Trotz aller Vorsichtsmassnahmen ist jedoch in einer Tierarztpraxis eine Ansteckung mit dem Coronavirus nicht ganz auszuschliessen, gibt Yvonne Schulthess zu bedenken. «Wenn ein Tierbesitzer mit dem Virus infiziert ist, kann er durch Berühren des Tieres das Virus auf das Fell übertragen. Wenn nun dieses Tier zu uns in die Praxis kommt, besteht die Gefahr, dass wir uns durch das Tier mit dem Virus anstecken.» Eine Übertragung des Covid-19-Virus durch Tröpfchen von Tier zum Menschen ist nach aktueller Beurteilung der Universität Zürich aber kaum gegeben. Beim Umgang mit Haustieren sollten jedoch generell, und nicht nur während der Corona-Krise, die Hygienemassnahmen immer eingehalten werden.

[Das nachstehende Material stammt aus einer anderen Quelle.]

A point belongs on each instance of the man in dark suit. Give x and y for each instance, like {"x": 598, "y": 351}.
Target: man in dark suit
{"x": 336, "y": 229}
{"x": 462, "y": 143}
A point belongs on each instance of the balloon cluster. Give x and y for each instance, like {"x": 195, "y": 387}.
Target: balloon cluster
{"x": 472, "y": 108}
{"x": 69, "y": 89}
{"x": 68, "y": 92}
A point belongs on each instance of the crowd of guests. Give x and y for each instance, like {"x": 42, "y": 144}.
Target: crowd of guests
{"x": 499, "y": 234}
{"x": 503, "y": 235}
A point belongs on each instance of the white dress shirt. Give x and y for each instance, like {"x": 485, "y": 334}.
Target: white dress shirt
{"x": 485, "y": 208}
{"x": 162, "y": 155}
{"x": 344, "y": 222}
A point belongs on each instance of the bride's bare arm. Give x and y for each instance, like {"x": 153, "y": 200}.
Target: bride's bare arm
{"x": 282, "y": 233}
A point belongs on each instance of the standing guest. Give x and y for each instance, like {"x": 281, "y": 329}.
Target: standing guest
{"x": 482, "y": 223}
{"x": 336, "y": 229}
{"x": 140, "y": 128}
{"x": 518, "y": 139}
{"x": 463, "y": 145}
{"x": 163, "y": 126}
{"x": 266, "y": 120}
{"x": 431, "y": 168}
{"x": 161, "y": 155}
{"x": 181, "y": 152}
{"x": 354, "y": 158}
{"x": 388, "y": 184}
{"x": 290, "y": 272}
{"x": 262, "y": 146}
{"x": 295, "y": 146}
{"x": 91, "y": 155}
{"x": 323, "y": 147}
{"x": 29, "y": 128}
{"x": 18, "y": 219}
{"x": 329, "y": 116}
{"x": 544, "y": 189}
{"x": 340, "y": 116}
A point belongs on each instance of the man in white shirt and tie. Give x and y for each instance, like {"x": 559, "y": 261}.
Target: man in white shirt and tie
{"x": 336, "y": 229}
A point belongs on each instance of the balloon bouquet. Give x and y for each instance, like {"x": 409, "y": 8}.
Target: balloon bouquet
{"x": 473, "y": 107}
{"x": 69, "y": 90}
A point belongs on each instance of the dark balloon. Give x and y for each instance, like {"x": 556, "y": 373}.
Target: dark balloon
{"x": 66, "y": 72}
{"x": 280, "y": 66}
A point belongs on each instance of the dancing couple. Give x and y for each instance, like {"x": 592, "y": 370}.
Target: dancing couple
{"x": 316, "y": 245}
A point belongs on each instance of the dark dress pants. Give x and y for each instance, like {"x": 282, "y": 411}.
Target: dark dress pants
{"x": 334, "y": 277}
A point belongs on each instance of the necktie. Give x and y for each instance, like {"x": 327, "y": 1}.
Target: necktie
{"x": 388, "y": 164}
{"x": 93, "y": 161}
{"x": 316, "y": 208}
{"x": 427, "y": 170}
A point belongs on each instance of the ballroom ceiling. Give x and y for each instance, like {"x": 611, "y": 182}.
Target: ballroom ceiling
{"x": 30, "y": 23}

Auch Impfen kann notwendig sein
Obwohl Impfungen allgemein nicht zu den notwendigen Leistungen gezählt werden, können sie trotz der vorherrschenden Einschränkungen nicht in jedem Fall für längere Zeit hinausgezögert werden. Wie etwa die Grundimmunisierung von Jungtieren, welche in einem vorgegebenen zeitlichen Abstand zu erfolgen hat oder die jährliche Leptospirose-Impfung bei Hunden. «Wenn die Einschränkungen noch länger anhalten sollten, müssten die Leptospirose-Impfungen trotzdem vorgenommen werden, damit die Hunde während der Sommerzeit genügend geschützt sind», sagt Yvonne Schulthess. Leptospirose ist eine lebensbedrohliche bakterielle Infektionskrankheit und in der Schweiz weit verbreitet. Die dafür verantwortlichen Bakterien vermehren sich während der wärmeren Jahreszeit in stehenden Gewässern, Tümpeln oder Pfützen, aus denen die Hunde trinken und sich dadurch infizieren können. Keinen Aufschub dagegen dulden zum Beispiel Abszesse bei Katzen, welche besonders im Frühling häufig auftreten, Geburten, Erbrechen, Durchfall oder Fieber.

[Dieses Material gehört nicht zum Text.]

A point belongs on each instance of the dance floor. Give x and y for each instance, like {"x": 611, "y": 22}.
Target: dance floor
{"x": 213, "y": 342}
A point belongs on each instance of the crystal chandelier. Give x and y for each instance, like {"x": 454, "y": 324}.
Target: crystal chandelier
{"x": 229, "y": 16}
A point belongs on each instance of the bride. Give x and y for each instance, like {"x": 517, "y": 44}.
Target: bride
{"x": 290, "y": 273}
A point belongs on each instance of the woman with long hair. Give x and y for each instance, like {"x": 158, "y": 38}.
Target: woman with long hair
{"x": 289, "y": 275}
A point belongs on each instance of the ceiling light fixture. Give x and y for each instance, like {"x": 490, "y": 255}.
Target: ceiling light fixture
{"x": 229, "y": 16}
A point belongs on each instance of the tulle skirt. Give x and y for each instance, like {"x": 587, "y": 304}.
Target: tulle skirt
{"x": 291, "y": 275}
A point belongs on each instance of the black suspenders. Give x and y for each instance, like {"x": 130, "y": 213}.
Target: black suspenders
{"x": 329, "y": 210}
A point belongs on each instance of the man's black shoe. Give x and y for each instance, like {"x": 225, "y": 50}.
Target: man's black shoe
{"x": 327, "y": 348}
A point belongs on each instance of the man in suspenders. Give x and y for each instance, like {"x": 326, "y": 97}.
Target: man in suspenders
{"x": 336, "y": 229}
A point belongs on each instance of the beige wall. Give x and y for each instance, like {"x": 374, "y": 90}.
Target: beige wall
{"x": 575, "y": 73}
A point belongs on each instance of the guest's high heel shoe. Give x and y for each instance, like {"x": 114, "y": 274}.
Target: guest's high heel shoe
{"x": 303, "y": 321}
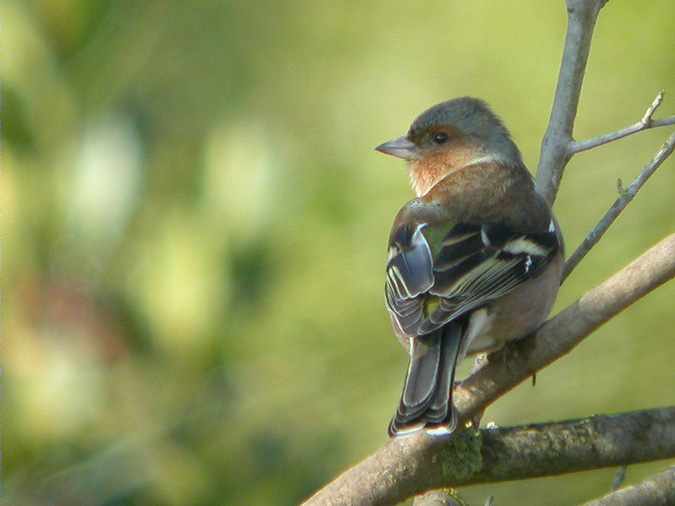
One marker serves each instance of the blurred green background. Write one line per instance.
(194, 225)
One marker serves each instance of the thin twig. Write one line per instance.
(618, 206)
(659, 490)
(619, 478)
(407, 466)
(645, 123)
(438, 498)
(401, 468)
(554, 155)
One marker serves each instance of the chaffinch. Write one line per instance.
(474, 261)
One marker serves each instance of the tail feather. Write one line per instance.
(426, 398)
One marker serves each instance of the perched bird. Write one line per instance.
(474, 261)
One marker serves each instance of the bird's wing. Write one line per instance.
(433, 278)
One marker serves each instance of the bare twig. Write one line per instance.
(645, 123)
(618, 206)
(406, 466)
(582, 15)
(438, 498)
(401, 468)
(659, 490)
(619, 477)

Tagesgeschäft abhängig von Aktutfällen
Während der Terminkalender der Tierarztpraxis Schulthess vor der Corona-Krise jeweils über mehrere Wochen hinaus gut besetzt war, ist heute das Tagesgeschäft abhängig von den im Laufe des Tages eintreffenden Akut- und Notfällen. Grundsätzlich gelte die Tiermedizin aber insgesamt als relativ krisenrobust, bemerkt die 55-jährige Tierärztin. Bei der Kleintierpraxis machen die Akutfälle, welche keinen Behandlungsaufschub erlauben, noch immerhin rund 60 Prozent aus.

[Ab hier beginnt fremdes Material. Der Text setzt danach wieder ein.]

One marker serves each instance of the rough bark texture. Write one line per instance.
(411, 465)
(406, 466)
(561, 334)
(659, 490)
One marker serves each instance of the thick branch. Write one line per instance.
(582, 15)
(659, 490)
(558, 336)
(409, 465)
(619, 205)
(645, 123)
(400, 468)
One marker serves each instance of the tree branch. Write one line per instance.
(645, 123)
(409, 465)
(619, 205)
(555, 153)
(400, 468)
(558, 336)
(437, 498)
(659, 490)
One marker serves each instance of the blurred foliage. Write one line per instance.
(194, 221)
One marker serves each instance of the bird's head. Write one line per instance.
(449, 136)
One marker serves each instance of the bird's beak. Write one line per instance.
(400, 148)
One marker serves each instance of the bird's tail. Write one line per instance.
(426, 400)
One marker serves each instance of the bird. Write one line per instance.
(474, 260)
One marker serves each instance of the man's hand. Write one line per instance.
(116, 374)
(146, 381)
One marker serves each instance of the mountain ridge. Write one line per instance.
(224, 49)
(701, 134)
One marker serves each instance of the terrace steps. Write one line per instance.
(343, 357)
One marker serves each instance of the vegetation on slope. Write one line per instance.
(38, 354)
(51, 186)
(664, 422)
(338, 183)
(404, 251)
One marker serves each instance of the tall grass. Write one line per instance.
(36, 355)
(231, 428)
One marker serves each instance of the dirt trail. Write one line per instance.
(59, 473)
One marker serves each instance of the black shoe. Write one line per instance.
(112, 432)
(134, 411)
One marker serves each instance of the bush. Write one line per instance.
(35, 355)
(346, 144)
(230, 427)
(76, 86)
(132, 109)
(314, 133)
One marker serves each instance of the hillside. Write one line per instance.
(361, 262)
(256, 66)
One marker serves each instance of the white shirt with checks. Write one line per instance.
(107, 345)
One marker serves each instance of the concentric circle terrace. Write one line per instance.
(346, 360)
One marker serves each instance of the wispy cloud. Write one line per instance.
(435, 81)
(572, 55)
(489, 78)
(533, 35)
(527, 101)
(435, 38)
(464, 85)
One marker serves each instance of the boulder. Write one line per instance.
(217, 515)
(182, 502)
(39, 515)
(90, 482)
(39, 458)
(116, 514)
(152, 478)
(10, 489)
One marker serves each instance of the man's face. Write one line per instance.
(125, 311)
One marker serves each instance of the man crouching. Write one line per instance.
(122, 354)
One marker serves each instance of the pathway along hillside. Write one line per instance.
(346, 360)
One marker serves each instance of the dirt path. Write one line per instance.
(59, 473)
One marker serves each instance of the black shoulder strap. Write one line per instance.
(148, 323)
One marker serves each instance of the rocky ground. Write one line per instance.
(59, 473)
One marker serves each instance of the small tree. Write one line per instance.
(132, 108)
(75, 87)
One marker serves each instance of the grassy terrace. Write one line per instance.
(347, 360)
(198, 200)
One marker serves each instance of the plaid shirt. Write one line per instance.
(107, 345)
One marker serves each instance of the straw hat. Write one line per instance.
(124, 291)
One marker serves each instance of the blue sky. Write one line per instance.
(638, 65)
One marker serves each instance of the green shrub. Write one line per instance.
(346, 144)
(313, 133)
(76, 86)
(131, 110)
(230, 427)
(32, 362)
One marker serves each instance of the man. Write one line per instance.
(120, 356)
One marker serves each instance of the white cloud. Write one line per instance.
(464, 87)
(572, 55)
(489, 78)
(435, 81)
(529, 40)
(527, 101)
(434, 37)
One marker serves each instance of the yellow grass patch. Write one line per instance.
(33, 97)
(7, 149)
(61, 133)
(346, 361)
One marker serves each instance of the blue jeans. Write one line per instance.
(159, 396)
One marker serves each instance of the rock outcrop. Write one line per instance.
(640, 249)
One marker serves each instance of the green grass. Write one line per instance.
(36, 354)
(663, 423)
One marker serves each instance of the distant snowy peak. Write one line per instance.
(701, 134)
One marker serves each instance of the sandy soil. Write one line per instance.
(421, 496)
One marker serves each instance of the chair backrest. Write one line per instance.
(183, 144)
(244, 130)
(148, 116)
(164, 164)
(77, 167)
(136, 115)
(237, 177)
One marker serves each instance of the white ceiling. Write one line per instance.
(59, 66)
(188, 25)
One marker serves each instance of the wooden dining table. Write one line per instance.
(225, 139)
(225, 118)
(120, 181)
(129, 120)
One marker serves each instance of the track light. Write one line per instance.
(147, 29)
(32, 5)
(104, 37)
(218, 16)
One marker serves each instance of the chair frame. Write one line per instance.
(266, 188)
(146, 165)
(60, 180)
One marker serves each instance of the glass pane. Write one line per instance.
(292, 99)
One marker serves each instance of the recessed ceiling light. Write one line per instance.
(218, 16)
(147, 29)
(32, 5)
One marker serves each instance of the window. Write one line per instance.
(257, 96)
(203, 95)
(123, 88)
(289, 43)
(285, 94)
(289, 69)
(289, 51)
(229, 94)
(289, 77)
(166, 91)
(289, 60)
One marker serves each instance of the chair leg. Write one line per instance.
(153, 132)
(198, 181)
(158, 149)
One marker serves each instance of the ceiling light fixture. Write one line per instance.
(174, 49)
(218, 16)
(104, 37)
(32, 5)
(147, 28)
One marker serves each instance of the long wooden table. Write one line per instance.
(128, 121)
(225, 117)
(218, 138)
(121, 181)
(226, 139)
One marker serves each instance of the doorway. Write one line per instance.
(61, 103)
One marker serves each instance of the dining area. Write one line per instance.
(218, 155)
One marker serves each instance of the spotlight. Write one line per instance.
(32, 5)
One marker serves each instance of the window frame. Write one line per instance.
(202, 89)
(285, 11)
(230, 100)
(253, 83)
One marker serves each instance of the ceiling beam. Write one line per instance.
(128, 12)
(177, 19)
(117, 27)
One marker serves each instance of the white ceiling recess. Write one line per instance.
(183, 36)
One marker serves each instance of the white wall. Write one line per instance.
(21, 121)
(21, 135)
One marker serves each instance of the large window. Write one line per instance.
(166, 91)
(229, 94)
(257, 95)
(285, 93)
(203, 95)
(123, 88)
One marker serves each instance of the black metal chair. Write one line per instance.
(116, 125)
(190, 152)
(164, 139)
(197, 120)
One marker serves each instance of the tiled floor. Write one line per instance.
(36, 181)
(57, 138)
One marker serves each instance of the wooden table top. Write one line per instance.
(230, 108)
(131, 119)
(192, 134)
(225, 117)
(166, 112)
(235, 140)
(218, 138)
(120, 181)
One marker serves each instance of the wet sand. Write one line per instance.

Bei den Gross- und Nutztieren sind es sogar 80 Prozent. «Bei den Grosstieren können wir eigentlich nur die jährlichen Zahnbehandlungen bei Pferden hinausschieben, sofern die Tiere keine Probleme mit der Futteraufnahme haben», sagt Stefan Schulthess.

Deutlicher Umsatzrückgang
Nach nun drei Wochen reduzierter Tätigkeit stellen Yvonne und Stefan Schulthess doch einen deutlichen Umsatzrückgang fest. Wie lange sie noch so weitermachen können, ist unklar. Da die Angestellten momentan vermehrt Ferien beziehen oder Überzeit kompensieren, musste keine Kurzarbeit angemeldet werden. Yvonne und Stefan Schulthess hoffen, dass dies auch so bleibt und die Krise ein baldiges Ende findet. «Zurzeit sind alle unsere Mitarbeiterinnen gesund und auch unsere Kunden scheinen bisher vom Coronavirus verschont geblieben zu sein», bemerkt Yvonne Schulthess. Damit dies auch möglichst so bleibt, hält sich die Tierarztpraxis weiterhin strikt an die Empfehlungen und Massnahmen des Bundes.